The coach had no choice at that point than to leave and go to Mthatha, more than 80 kilometres away, because of “fears for the safety and wellbeing of family members”.
The coach with mourners eventually returned to Idutywa on Friday afternoon under police escort after Intercape appealed to senior provincial police to intervene.
Ferreira added: “These taxi operators have absolutely no shame, stopping and preventing a grieving family from visiting their hometown to lay to rest a son, husband and father who was so cruelly taken from them.”
Ferreira questioned how local police could simply stand by and let thugs act as a law unto themselves.

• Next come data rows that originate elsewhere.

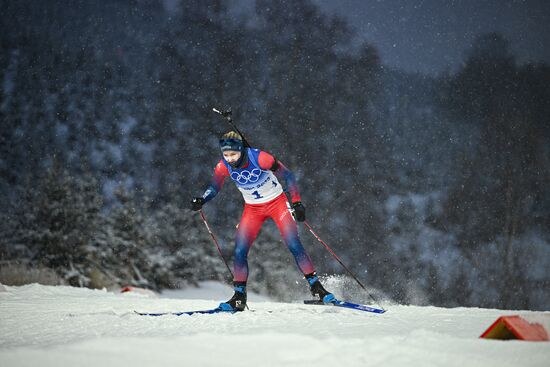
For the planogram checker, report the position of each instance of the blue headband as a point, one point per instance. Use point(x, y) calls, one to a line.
point(231, 144)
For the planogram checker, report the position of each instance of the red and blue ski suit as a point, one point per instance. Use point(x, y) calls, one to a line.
point(264, 198)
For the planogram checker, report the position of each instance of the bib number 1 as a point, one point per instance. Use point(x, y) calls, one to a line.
point(257, 195)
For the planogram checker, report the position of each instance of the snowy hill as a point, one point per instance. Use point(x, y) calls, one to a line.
point(65, 326)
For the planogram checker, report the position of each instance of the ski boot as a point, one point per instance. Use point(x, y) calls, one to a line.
point(317, 289)
point(238, 301)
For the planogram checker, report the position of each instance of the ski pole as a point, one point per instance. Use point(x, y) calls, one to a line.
point(341, 263)
point(216, 242)
point(217, 246)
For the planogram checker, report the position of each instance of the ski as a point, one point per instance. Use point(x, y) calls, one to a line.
point(345, 304)
point(204, 312)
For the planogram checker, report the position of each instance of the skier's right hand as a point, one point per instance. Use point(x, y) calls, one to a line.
point(197, 203)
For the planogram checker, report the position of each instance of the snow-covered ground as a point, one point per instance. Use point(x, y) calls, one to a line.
point(64, 326)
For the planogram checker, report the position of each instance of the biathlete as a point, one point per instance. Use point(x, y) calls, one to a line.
point(256, 175)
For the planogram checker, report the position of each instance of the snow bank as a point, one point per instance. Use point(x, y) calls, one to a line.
point(64, 326)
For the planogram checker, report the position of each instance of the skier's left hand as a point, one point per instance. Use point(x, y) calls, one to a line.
point(197, 203)
point(299, 211)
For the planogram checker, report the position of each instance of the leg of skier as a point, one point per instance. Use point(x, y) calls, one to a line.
point(279, 212)
point(249, 227)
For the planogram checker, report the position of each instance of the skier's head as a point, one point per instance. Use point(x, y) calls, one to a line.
point(232, 148)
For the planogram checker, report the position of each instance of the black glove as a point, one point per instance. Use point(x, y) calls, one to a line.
point(197, 203)
point(299, 211)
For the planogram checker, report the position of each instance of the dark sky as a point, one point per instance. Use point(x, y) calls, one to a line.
point(432, 35)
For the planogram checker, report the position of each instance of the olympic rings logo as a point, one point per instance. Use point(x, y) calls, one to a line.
point(245, 177)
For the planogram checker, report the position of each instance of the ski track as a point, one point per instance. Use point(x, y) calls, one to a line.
point(65, 326)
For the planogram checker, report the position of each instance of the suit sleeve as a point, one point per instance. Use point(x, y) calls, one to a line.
point(268, 162)
point(216, 184)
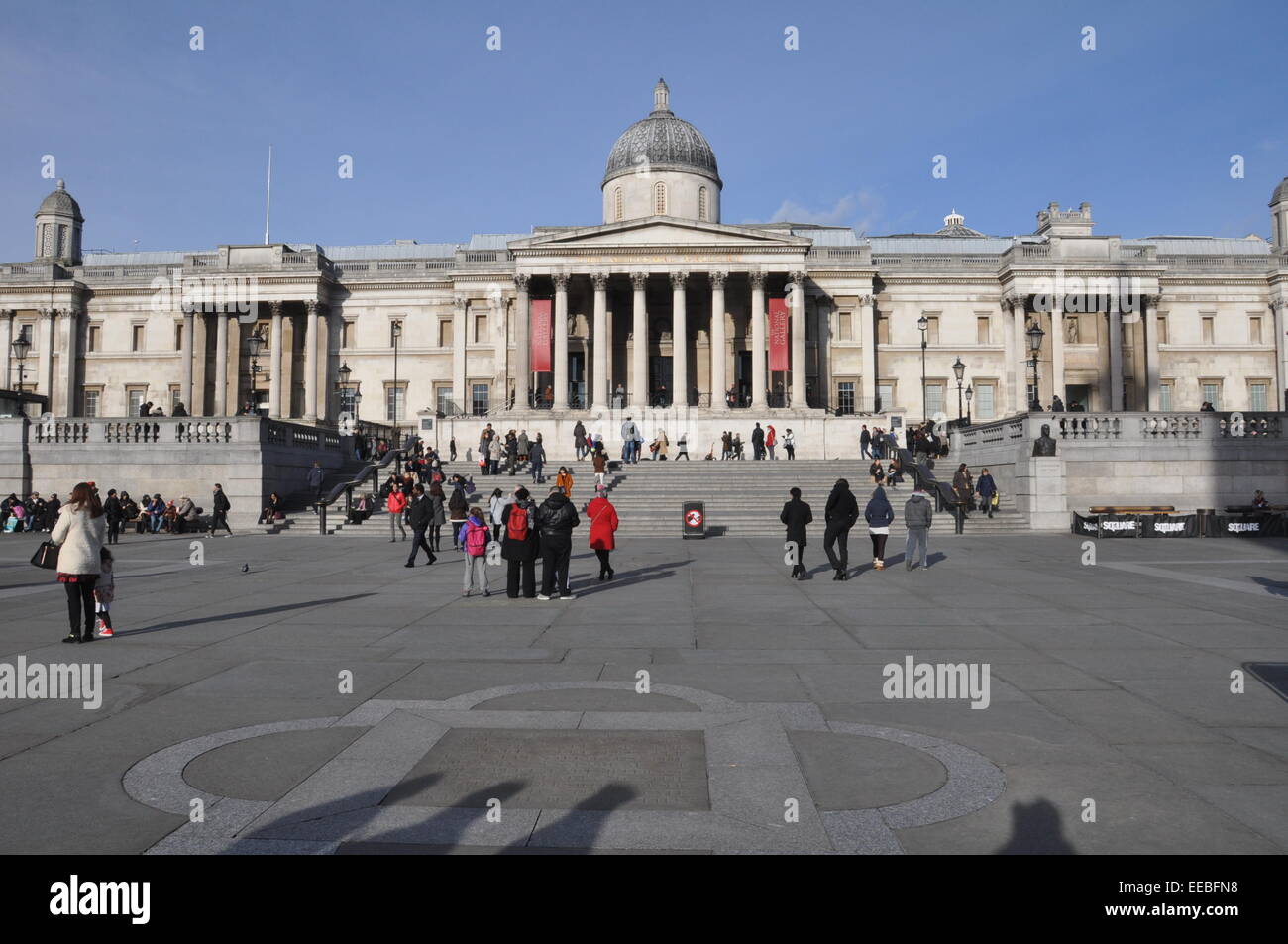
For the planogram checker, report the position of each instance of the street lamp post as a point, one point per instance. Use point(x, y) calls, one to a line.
point(1035, 334)
point(923, 323)
point(958, 369)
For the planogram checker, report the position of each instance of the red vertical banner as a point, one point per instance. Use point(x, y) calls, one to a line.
point(541, 335)
point(778, 335)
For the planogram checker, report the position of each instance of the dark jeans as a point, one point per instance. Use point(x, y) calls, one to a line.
point(837, 535)
point(554, 569)
point(417, 541)
point(80, 604)
point(527, 570)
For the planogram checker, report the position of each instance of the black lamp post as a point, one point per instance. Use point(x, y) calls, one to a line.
point(20, 351)
point(958, 371)
point(923, 323)
point(1035, 334)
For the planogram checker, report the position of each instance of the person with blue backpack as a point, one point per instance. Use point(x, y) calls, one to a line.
point(475, 539)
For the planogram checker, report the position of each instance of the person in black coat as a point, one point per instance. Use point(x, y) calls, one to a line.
point(840, 514)
point(420, 515)
point(797, 515)
point(520, 554)
point(555, 520)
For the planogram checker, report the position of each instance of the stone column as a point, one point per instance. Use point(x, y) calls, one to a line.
point(233, 327)
point(67, 364)
point(1057, 353)
point(310, 362)
point(1279, 316)
point(460, 305)
point(1149, 330)
point(7, 352)
point(758, 340)
point(561, 331)
point(639, 351)
point(679, 340)
point(522, 343)
point(274, 360)
point(1116, 360)
point(719, 380)
point(46, 356)
point(798, 314)
point(222, 364)
point(599, 398)
point(185, 359)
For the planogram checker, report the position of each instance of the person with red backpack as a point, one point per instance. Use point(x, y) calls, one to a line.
point(519, 545)
point(475, 539)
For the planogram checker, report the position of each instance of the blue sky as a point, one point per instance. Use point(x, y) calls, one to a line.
point(166, 147)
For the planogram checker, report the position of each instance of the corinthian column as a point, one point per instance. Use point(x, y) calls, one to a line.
point(639, 351)
point(522, 343)
point(599, 399)
point(799, 369)
point(719, 381)
point(679, 340)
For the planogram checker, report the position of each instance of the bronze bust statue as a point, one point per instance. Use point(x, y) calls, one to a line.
point(1044, 445)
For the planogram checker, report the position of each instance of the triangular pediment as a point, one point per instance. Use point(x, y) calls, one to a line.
point(661, 232)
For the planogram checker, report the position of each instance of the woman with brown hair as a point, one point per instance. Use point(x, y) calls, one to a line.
point(78, 536)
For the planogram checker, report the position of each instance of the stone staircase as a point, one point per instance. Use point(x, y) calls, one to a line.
point(742, 498)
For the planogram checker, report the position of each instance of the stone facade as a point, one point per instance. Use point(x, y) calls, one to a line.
point(649, 299)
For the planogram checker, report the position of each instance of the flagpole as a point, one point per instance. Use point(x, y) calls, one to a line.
point(268, 196)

“This amounts to a mafia state and the authority of the State has been completely undermined and given over to criminal enterprises,” he said.
“There has not been a single word uttered by President Cyril Ramaphosa despite us having written to him pleading for urgent intervention, or the Minister of Police or Minister of Transport about the ongoing attacks and intimidation directed at Intercape and the long-distance coach industry.
“It is as if they do not care or are afraid to act against these lawless elements,” he added.
“When innocent and grief-stricken people are not even allowed to attend the planned burial of their murdered loved one in peace, then we have reached a new low as a country.”
The Long Distance Coach industry is facing unprecedented levels of violence, including shootings and incidents of rock throwing by rogue elements in the minibus taxi industry.
In the space of just 13 months, there have been over 150 recorded violent incidents, a number of which have led to serious injury of industry employees and passengers on the Long Distance Coach industry.